The Church of Jesus Christ of Latter-day Saints was able to promptly truck in much-needed food and relief supplies from its Caribbean Area offices in the neighboring Dominican Republic, following with multiple airlifts of food and supplies from the United States.

The LDS Church also sent in a team of 14 trauma and orthopedic specialists and a pair of licensed clinical social workers to help with the injured and ailing.

Utah Haiti Relief was spawned by a southern Utah contingent — equipped with three helicopters and a private jet — to help airlift medical volunteers and injured Haitians, transport adopted orphans to the United States and deliver food and supplies throughout Port-au-Prince.

The same group accepts donations for Haiti through its online site — utahhaitirelief.org — and Zions Banks across the state.

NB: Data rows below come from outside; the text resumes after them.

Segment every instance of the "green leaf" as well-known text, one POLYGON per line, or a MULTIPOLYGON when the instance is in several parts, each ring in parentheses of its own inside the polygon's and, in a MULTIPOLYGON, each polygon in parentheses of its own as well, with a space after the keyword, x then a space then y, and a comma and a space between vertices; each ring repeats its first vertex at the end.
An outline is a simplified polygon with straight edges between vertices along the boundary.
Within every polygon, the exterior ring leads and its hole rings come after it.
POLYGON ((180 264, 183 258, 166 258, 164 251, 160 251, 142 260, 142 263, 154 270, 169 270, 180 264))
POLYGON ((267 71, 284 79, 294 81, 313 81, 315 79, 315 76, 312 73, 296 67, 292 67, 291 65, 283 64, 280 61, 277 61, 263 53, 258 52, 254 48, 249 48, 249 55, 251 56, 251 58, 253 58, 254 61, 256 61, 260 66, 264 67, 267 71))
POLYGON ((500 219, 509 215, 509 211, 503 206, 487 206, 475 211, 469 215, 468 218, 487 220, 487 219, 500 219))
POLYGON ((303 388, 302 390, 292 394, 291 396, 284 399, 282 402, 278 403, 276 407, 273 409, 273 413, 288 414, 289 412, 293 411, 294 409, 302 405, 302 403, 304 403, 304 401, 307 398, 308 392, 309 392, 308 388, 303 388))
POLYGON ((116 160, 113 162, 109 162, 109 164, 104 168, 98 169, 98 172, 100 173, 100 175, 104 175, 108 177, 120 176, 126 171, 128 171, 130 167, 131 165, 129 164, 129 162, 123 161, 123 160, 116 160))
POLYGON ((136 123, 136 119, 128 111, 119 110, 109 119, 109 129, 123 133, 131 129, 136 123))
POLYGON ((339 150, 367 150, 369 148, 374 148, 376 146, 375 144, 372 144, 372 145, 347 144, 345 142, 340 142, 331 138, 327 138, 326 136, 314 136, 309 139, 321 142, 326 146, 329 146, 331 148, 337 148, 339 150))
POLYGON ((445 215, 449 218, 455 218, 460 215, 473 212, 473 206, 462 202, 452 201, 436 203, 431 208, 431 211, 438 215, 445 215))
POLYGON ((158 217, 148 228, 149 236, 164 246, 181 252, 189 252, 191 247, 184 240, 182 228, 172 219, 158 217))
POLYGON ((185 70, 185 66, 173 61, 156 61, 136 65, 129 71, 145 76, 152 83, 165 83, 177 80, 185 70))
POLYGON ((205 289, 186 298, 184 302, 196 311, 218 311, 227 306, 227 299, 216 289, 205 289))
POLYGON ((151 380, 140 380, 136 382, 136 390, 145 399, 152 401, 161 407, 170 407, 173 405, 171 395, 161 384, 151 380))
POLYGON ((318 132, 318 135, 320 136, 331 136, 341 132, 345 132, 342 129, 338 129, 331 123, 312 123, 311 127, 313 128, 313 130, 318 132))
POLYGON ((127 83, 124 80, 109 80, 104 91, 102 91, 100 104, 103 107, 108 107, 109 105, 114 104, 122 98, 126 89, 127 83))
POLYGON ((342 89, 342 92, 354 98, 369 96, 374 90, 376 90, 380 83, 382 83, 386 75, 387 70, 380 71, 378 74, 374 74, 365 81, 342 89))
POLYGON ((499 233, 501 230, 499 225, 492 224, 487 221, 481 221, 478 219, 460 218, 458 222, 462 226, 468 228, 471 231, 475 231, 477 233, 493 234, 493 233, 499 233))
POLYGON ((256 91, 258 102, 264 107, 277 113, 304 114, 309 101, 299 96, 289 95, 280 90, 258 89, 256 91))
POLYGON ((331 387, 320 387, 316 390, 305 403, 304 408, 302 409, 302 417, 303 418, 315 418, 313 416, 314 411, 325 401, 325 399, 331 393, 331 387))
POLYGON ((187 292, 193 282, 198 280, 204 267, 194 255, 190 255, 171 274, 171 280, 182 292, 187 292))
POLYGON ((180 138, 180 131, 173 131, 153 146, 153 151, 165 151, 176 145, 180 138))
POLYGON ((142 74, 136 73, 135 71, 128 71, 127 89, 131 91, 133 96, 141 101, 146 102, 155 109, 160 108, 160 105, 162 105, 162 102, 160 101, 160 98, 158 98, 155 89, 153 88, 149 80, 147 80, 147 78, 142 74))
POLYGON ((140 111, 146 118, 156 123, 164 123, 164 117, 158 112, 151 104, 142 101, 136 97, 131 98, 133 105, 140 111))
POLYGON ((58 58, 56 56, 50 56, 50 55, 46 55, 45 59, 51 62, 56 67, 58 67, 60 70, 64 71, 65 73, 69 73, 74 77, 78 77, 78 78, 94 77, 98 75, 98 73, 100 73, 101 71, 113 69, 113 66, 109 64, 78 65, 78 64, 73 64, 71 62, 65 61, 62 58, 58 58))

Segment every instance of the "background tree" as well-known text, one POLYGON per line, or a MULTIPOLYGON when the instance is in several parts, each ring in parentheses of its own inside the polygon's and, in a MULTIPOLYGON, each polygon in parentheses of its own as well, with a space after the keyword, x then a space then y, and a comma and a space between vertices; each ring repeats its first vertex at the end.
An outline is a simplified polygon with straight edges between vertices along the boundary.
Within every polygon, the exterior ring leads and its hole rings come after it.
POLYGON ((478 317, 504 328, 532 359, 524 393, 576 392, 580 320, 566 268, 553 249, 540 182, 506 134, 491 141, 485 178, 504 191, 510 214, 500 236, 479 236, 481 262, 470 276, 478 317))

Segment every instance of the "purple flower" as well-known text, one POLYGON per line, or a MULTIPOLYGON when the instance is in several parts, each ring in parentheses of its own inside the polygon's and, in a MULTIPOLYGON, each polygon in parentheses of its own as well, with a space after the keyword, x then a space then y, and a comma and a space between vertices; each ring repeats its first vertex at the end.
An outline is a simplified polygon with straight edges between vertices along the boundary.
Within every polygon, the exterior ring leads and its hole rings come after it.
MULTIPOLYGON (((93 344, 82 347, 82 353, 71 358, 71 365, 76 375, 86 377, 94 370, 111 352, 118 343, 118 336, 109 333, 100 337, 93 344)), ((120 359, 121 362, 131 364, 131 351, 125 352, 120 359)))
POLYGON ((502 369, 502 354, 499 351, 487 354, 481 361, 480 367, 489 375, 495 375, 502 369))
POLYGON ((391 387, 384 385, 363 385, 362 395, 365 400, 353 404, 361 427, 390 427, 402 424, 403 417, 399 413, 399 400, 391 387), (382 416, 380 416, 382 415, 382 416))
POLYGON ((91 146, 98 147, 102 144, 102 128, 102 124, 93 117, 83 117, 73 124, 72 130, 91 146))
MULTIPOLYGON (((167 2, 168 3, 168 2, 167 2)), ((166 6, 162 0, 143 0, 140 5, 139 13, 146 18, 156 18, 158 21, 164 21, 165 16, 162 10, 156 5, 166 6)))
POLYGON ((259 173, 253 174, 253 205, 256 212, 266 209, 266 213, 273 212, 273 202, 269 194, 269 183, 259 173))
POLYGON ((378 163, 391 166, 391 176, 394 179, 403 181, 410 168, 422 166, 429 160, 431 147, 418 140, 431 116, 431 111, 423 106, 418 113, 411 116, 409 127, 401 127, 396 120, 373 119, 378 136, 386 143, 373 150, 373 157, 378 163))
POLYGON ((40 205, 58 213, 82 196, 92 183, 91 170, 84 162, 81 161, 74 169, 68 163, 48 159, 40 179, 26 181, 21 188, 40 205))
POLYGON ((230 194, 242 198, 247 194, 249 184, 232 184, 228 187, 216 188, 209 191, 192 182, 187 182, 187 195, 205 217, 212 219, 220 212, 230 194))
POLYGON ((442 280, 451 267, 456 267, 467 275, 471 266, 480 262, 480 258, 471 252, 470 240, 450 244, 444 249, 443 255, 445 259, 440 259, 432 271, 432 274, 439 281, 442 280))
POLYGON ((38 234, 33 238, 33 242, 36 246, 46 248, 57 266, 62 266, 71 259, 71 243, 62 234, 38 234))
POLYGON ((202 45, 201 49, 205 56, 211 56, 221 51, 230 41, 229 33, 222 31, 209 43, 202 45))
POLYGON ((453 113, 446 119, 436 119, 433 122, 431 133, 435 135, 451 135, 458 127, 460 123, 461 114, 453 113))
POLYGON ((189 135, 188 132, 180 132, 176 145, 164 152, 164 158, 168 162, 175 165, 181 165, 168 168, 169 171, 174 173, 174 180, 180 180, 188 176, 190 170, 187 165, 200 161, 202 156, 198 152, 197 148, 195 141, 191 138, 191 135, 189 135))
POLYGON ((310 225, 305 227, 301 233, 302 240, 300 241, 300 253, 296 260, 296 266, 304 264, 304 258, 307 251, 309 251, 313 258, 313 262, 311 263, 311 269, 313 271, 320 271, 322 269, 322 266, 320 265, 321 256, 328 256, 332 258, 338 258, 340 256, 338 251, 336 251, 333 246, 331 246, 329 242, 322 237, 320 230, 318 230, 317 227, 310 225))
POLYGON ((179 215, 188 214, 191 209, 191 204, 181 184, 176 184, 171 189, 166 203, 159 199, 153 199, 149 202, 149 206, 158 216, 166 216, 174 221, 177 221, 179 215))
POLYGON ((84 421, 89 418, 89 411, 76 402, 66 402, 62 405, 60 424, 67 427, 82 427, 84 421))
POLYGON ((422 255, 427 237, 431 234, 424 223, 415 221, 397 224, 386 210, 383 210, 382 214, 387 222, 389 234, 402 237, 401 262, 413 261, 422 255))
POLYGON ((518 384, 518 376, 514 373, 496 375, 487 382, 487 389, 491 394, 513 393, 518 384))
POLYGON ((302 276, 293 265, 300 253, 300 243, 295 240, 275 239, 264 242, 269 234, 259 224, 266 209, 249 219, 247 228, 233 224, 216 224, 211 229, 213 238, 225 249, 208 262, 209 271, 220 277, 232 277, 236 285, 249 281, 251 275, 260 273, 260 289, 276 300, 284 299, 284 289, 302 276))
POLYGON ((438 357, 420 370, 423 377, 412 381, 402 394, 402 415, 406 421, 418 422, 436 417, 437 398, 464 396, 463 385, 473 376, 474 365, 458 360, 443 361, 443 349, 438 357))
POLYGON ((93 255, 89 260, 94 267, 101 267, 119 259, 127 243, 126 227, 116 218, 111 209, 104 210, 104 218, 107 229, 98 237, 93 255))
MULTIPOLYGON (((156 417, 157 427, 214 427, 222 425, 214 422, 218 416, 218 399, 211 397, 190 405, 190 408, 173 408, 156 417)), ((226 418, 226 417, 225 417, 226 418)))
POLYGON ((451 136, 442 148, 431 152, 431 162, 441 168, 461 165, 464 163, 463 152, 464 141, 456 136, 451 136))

Utah Hospital Task Force, some 120 individuals with medical, construction or Haitian Creole expertise, spent several weeks in Haiti providing medical care, helping restore limited operations at Healing Hands of Haiti, providing construction and reconstruction insights and offering interpretation services to relief and military operations.

Small groups of doctors and nurses made their own down to Haiti to treat provide treatment in Port-au-Prince and outlying areas. Other in Utah helped to arrange the donation of much-needed medical supplies and equipment, while other individuals collected and shipped wheelchairs and crutches.

In the quake's aftermath, existing adoptions were expedited, and Utahns welcomed more than a dozen Haitian adoptees. Utahns in Haiti helped foster the release of scores more to the United States.

Efforts will continue in the coming weeks and months — later in February, 20 Salt Lake youth groups totaling nearly 800 individuals will participate in World Vision's 30-Hour Famine, hoping to raise $36,000 locally as part of a $12 million global donation.

Diggs said UMCOR West's next efforts will be to replenish the depleted stockpiles of health/hygiene kits and to start assembling additional supplies, including layette kits for newborns and clean-birthing kits to help decrease the chances of infant mortality.

And the LDS Church's upcoming efforts include helping provide temporary housing for the homeless and participate in the reconstruction of demolished hospitals and schools.